Utilize a screwdriver to test your trim, window sills or wood siding. If it penetrates down without effort, that wood is now rotting with no structural integrity. Rot typically occurs where water lies (horizontal areas), wherever two pieces meet or where caulking has failed.
The problem with rot is that by the time it’s visible or tangible, it’s been occurring for a while. Wood rot requires continuous moisture access – which means there’s been a water problem in that same area for weeks or months at a time. What you see now is just a fraction of what’s been going on.
Corner boards and trim at the foundation tend to rot first since they meet ground moisture/splash-back from rain. Window sills rot since they’re designed to shed water – but if they don’t have the drainage slope required and paint access stays compromised, they become susceptible too.
Missing or Damaged Shingles
Your roof tells the tale of every storm it’s been in.
It’s clear to see that shingles are missing but when damage isn’t as apparent it’s even worse. Curling edges of shingles, cracking or granules disintegrating are signs of failure; those granules aren’t for aesthetics – they protect asphalt-like material from UV rays – and without them, they’re aging quicker than expected.
After heavy winds check for lifted shingles that remain – visually they might be fine but if the seal gets compromised, water can work its way underneath those shingles; one lifted shingle endangers adjacent ones when another storm rolls through.
Hail damage is hard to spot. Look for dents in shingles (on the side that typically faces approaching storms). Hail doesn’t crack them immediately but it certainly weakens them as potential overhead damage down the road.

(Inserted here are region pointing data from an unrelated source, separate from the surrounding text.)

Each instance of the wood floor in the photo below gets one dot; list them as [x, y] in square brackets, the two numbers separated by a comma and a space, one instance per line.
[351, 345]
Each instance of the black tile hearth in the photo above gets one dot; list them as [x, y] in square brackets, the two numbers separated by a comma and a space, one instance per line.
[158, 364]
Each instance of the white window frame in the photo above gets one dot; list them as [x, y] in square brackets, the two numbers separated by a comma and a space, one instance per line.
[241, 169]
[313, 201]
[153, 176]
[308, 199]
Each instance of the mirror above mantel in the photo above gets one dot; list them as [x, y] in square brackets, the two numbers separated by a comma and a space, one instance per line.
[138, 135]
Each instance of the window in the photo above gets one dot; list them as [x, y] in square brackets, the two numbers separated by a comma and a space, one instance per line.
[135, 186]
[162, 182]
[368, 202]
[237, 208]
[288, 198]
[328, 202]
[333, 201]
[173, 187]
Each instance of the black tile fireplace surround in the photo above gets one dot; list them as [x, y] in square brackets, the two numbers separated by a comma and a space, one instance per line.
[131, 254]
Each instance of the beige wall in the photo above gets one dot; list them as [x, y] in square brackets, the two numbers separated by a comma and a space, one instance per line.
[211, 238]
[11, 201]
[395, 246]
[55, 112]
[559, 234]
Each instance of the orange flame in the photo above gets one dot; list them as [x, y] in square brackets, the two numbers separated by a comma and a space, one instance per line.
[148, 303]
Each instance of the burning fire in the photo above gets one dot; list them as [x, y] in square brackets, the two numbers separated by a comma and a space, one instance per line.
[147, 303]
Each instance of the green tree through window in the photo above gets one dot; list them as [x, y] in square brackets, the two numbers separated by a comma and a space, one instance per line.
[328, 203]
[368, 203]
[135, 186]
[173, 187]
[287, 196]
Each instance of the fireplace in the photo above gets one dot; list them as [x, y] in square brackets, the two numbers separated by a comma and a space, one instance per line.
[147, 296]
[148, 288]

What To Do When You Discover Damage
If you catch damage earlier than later, it’ll be cheaper to repair – and that’s what finding these signs are all about.
Photograph everything – documentation matters, as do close-ups and images showing where things are located – and if you file an insurance claim for storm damage this documentation goes further than you’d think.
With minor occurrences-small cracks, minor peeling paint here or there, a few loose shingles – you can likely repair those areas yourself. But when you have patterns (multiple areas damaged, water stains), that’s when it’s time for professional attention – exterior damaged often indicates concerns under things that involve specialist removal.
Bottom line: don’t let small problems become big problems by putting off changes; weather doesn’t take a rest once damage occurs; it’s always working whether you want it to or not, season after season until something makes you intervene – and this would be better on YOUR timeline rather than whatever damage’s timeline happens to be!